In the camp, she taught others to support themselves through batik and screen printing using classic African designs. She farmed. And, she waited. Eventually, the United States stepped in. "Nothing happens without America," Jawn says. "Other countries would wait until the US walked into a refugee camp and said, 'Yes, we'll take you, and you, and you'."

She sees farming as her way of giving back. 

I looked through her produce. Although it was still early morning as far as I was concerned, most of her supply had already been purchased.

"What's this?" I asked, holding up what looked like a bunch of weeds. 

Purslane, or Mexican spinach, she informed me. I tasted it. It had a soft, lemony tang, with the texture you would imagine of biting into a succulent. 























I came home and Googled purslane recipes. Most were for salads, though some suggested stir frying it into eggs. However, cooking had the possibility of bringing out a dreaded okra-like slime, so I opted for a raw preparation. If you can get your hands on this ubiquitous weed, I highly recommend it. It's much more interesting than lettuce, with a satisfying crunch and a delicious flavor.  

serves four

1 bunch purslane, rinsed and roughly chopped (rough stems removed)
1 avocado, diced
1 plum tomato, diced

1 lemon, zested and juiced
1 clove garlic, minced
1 teaspoon parsley, minced
generous pinch sugar
1 tablespoon red wine vinegar
3 tablespoons extra virgin olive oil
sea salt and freshly ground black pepper

Toss the vegetables together in a large salad bowl. Whisk together the vinaigrette and season to taste with sea salt and freshly-ground black pepper. Pour over the salad. You can wait to serve this for up to half an hour if you wish; it doesn't wilt as quickly as does lettuce or spinach.



Friday, October 19, 2012

Cilantro, Lime and Quinoa Salad


Since I learned that cilantro is the most widely used herb in the world, about ten years ago, I have wanted to write a cookbook devoted to it. I'm sure it has nothing to do with my unabashed addiction to lime, cilantro's constant companion.

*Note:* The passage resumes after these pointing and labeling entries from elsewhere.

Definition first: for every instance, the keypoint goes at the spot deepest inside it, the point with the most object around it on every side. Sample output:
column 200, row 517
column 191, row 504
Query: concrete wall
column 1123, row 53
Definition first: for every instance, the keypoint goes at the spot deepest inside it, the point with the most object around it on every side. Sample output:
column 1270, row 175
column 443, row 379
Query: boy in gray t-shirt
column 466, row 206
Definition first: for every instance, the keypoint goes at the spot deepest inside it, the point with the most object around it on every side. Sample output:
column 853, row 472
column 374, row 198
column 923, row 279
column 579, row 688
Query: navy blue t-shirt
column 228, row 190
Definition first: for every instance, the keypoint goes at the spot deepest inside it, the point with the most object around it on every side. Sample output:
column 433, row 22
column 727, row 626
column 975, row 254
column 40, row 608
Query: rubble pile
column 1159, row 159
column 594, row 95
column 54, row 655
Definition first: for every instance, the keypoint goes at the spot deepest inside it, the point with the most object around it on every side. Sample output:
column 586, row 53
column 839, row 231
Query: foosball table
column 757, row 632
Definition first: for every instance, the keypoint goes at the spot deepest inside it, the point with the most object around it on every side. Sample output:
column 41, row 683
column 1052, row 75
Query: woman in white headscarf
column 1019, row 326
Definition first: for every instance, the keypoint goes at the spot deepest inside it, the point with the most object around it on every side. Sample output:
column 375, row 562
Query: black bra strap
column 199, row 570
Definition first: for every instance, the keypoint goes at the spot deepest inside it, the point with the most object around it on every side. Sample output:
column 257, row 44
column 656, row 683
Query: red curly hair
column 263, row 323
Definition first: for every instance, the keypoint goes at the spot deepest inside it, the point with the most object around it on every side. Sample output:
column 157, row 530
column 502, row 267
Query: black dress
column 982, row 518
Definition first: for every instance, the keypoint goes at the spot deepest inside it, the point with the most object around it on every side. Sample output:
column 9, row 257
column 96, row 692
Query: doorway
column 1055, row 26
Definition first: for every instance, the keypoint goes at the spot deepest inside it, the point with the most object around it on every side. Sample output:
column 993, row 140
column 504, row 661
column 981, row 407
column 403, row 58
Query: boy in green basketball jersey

If I were to write such a book, this salad would kick it off. It's bursting with flavor and perfect as a side dish or a hearty, vegan entree. Plus -- and this is a feat of nature -- my kids love it, especially the baby. Thank you to my friend Christi who inspired this recipe.

serves four

1 cup quinoa, rinsed and drained
1 1/4 cup vegetable broth

1 pint grape tomatoes, halved
1/2 bunch cilantro, roughly chopped
2 avocados, diced
3 scallions, sliced on a bias
1 15-ounce can of black beans, rinsed and drained

2 limes, zested and juiced
1/4 cup canola oil
1/4 teaspoon sea salt
1 teaspoon Serrano pepper, minced
1 garlic clove, minced
pinch granulated sugar

Bring the quinoa and vegetable broth to a simmer in a medium sauce pan, reduce heat to low, cover and cook until done.

Meanwhile, prepare the tomatoes, cilantro, avocados and scallions.


Whisk together the dressing ingredients in a small jar. Take a small portion of the cilantro and chop very finely and add to the dressing.

When the quinoa is cooked, fluff with a fork and add half of the dressing. Add the remaining ingredients and dressing to the pan and stir to combine. You really don't want to overwork this or it will become all mashed together, especially the avocado.

Allow the salad to sit in the refrigerator for at least half an hour, longer if you desire a cold salad.